When it comes to shoring up the financial infrastructure that stands behind homeowners, communities and insurers after catastrophe strikes, we are no better off than we were four years ago. Given the nation’s fragile economic condition, we may actually be worse off than we were four years ago.
We learned a lot from the failures in the response to Hurricane Katrina.
In short, the communications failures, the crossed signals, confused roles and responsibilities that turned a natural catastrophe into a national calamity have been identified and addressed.
Funding inadequate The greatest weakness in the improved safety net that America has crafted to respond to catastrophe is not in the human response mechanism, but rather in the financial system. The nation is exposed and vulnerable to enormous economic consequences unless we take steps now to prepare for the next major natural catastrophe.
What would that catastrophe be?
Perhaps a replay of the 1938 hurricane that slammed into Long Island, N.Y., joined the Atlantic Ocean with the Long Island Sound, left 63,000 people homeless and killed 700. Frighteningly, perhaps the next storm makes landfall 30 miles to the west.
In that case it would be known as the storm that demolished Manhattan, that put Kennedy Airport under 20 feet of water, flooded Manhattan from the Bowery to City Hall and turned the canyons between skyscrapers into supercharged wind tunnels.
Or maybe the next catastrophe would be a reprise of the New Madrid Earthquakes of 1811. But this time, instead of rocking the vast and largely unsettled wilderness of the Mississippi Valley and the American Heartland, the earthquakes would demolish some of our great middle-American cities like St. Louis, Memphis, Little Rock or even Chicago.
Many thousands could be killed, and insured losses would easily climb into the hundreds of billions of dollars in any major catastrophe; uninsured losses are harder to comprehend. The capacity of insurers and reinsurers to cover losses would quickly be exhausted, and their ability to remain standing afterwards is questionable at best. Recovery efforts would be delayed, regional economies would be in shambles and the national economy could be shocked like never before.
The federal government would do its best to meet pressing public needs. The federal coffers would be tapped, and the federal taxpayer would be taxed to unthinkable levels.
The current financial model for major catastrophe recovery, which is almost entirely an after-the-fact model, relies initially on insurers and reinsurers to cover the first level of losses, but ultimately relies on federal tax dollars to cover the rest.
This is an unfair system because it rewards risky choices, does nothing to incentivize prevention and mitigation efforts and finally drains the federal treasury of hard-earned tax dollars paid by working men and women in every state in the nation.

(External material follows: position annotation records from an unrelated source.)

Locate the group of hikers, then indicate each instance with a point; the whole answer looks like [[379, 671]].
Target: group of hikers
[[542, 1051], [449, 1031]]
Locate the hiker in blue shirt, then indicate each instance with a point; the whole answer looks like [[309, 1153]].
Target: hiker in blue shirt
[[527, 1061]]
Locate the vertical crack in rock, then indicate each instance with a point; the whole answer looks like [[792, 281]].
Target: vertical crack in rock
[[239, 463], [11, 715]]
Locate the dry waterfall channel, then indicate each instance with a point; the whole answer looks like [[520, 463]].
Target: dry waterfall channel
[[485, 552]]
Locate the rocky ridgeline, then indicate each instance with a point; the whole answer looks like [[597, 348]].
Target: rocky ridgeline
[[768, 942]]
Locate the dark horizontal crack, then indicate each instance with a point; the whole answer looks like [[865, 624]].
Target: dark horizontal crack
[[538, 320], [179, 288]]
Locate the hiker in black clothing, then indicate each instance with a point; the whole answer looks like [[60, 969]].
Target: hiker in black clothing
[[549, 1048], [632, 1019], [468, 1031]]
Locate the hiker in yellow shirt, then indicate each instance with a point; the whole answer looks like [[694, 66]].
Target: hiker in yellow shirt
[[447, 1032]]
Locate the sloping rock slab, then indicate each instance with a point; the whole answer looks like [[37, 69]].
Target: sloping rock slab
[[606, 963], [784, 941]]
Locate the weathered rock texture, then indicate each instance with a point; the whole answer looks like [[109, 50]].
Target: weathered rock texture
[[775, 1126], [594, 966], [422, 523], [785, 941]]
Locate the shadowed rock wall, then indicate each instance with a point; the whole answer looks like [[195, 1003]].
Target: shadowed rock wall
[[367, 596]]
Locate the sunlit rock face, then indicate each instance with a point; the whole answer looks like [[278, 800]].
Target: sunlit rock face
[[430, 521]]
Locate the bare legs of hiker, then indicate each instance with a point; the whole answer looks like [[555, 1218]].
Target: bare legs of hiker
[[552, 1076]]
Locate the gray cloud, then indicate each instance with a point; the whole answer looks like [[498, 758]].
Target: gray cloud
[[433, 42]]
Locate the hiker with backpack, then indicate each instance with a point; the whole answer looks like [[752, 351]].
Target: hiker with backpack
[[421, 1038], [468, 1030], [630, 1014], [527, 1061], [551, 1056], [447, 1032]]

The massive taxpayer subsidies and the potential for the largest financial bailout in the nation’s history could be avoided if we take steps now to pre-fund for the major natural catastrophes we know are coming.
What is needed is a privately funded public partnership that helps to pre-fund the financial costs of a large-scale natural catastrophe. Such a program would facilitate the risk participation of the private sector, expand the availability and sustainability of the catastrophic insurance system, and provide potent incentives for residential property owners to undertake catastrophe loss mitigation efforts.

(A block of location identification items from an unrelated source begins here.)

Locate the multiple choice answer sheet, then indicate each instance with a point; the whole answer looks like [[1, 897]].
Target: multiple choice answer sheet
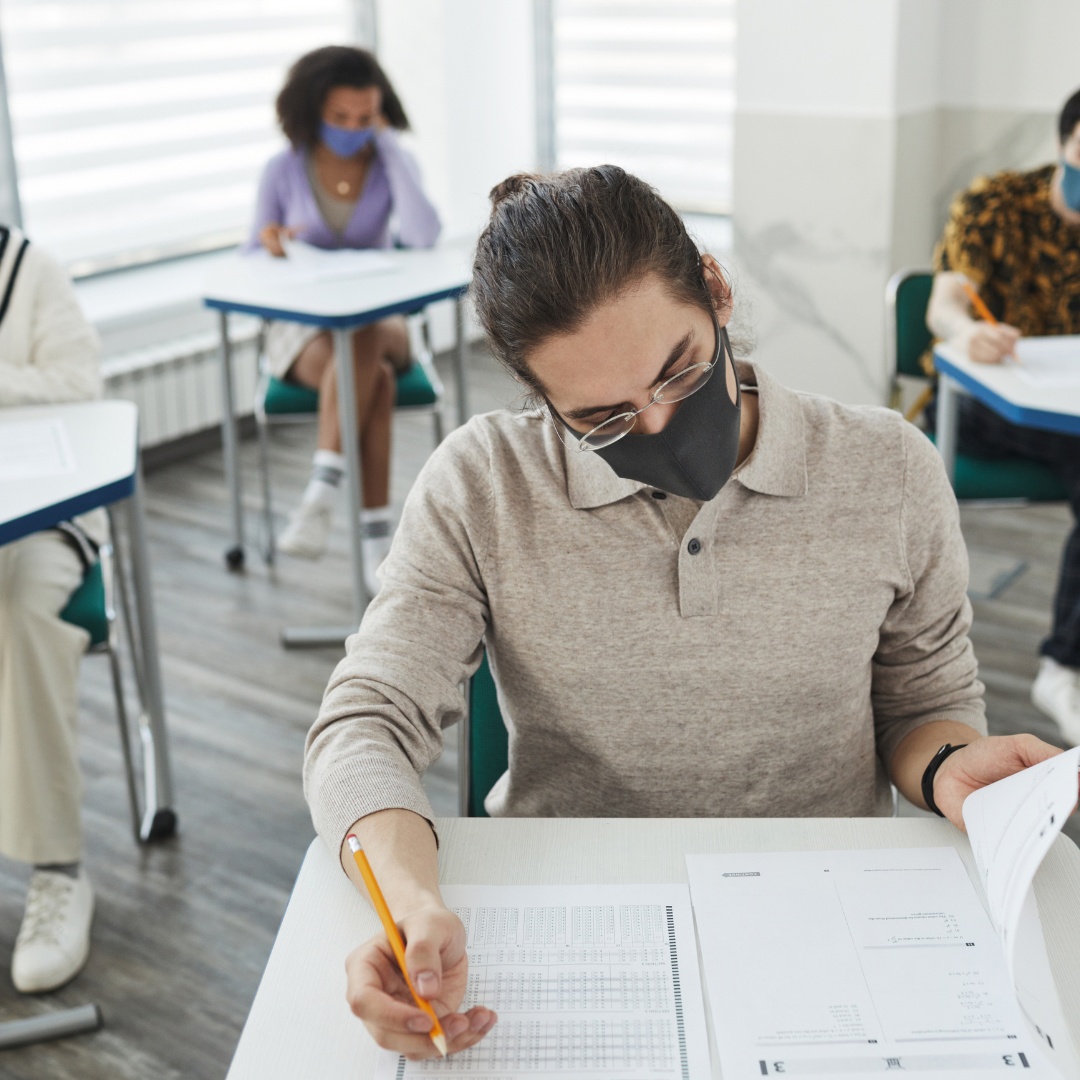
[[1050, 362], [35, 449], [588, 982], [853, 963]]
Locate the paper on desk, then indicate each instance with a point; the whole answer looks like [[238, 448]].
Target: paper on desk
[[588, 982], [35, 449], [853, 963], [305, 262], [1012, 824], [1050, 362]]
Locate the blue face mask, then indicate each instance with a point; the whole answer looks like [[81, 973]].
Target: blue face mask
[[345, 142], [1070, 186]]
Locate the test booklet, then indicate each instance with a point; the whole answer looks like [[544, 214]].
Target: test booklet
[[1050, 362], [588, 981], [35, 449], [858, 963]]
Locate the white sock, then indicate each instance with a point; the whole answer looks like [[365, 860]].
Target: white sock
[[376, 531], [327, 468]]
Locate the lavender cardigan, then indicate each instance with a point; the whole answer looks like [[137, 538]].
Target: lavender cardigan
[[391, 208]]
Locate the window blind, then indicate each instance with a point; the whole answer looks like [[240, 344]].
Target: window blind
[[139, 129], [650, 86]]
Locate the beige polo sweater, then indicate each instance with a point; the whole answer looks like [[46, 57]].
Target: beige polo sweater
[[771, 673]]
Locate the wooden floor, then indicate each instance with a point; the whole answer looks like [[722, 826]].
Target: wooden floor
[[184, 929]]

Public/private alliance This approach should add capacity, increase stability and lower consumer costs. From an economic perspective, such an alliance of public and private resources is the optimal manner to address the inefficiencies that plague the present system of federal disaster relief. This approach would stregthen America’s financial infrastrucure and protect the economy.
Legislation to accomplish these goals was approved by the House of Representatives in the last session of Congress and has been reintroduced. President Obama, while campaigning in Florida, wrote an op-ed column committing himself to enacting the program.
We can only hope that the president and the Congress come together quickly to put this plan into effect. We’ve been warned that the next catastrophe is coming. We need to act today.
Admiral James M. Loy was commandant of the U.S. Coast Guard and deputy secretary of the Department of Homeland Security under President Bush. He is co-chair of ProtectingAmerica.org.